Member of the National Assembly of Pakistan
- In office 2002–2013
- Constituency: NA-242 (Karachi-IV)

Personal details
- Born: Karachi, Sindh, Pakistan

= Abdul Kadir Khanzada =

Pakistani politician

Abdul Kadir Khanzada is a Pakistani politician who was a member of the National Assembly of Pakistan from 2002 to 2013.

==Political career==
He was elected to the National Assembly of Pakistan from Constituency NA-242 (Karachi-IV) as a candidate of Muttahida Qaumi Movement (MQM) in by-polls held in January 2003. He received 67,051 votes and defeated Meraj Ul Huda Siddiqui, a candidate of Muttahida Majlis-e-Amal (MMA).

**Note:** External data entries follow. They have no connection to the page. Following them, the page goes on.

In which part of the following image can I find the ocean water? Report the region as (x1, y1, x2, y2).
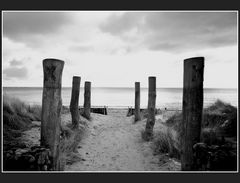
(2, 87, 237, 109)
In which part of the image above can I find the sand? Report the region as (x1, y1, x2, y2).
(65, 109, 180, 172)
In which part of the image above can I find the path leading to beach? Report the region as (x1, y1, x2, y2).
(65, 109, 180, 171)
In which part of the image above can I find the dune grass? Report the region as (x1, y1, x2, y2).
(3, 94, 41, 125)
(60, 123, 86, 166)
(152, 99, 237, 161)
(152, 128, 181, 159)
(3, 94, 42, 148)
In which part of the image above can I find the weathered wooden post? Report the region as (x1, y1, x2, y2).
(134, 82, 141, 122)
(144, 76, 156, 140)
(83, 81, 91, 120)
(181, 57, 204, 171)
(41, 58, 64, 170)
(70, 76, 81, 128)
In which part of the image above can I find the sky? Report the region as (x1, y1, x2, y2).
(2, 11, 238, 88)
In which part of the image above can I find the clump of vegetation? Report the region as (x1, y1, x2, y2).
(164, 99, 237, 145)
(203, 100, 237, 139)
(152, 129, 181, 159)
(60, 123, 86, 166)
(3, 94, 41, 150)
(164, 112, 182, 133)
(3, 94, 41, 126)
(152, 99, 237, 170)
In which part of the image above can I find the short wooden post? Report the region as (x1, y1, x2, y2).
(134, 82, 141, 122)
(83, 81, 91, 120)
(70, 76, 81, 128)
(41, 58, 64, 170)
(181, 57, 204, 171)
(145, 76, 156, 140)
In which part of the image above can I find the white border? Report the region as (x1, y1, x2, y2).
(1, 10, 239, 173)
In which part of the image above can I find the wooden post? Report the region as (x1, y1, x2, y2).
(145, 76, 156, 140)
(134, 82, 141, 122)
(181, 57, 204, 171)
(83, 81, 91, 120)
(70, 76, 81, 128)
(41, 58, 64, 170)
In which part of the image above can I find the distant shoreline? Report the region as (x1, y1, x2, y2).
(3, 87, 237, 107)
(2, 86, 238, 90)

He was made parliamentary secretary for communication in 2003.

He was re-elected to the National Assembly from Constituency NA-242 (Karachi-IV) as a candidate of MQM in the 2008 Pakistani general election. He received 147,892 votes and defeated Muhammad Afaque Khan, a candidate of Pakistan Peoples Party (PPP).

==Personal life==
Khanzada's family originated from Alwar in Rajasthan, from where they migrated to Pakistan. He is a direct descendant of Raja Nahar Khan.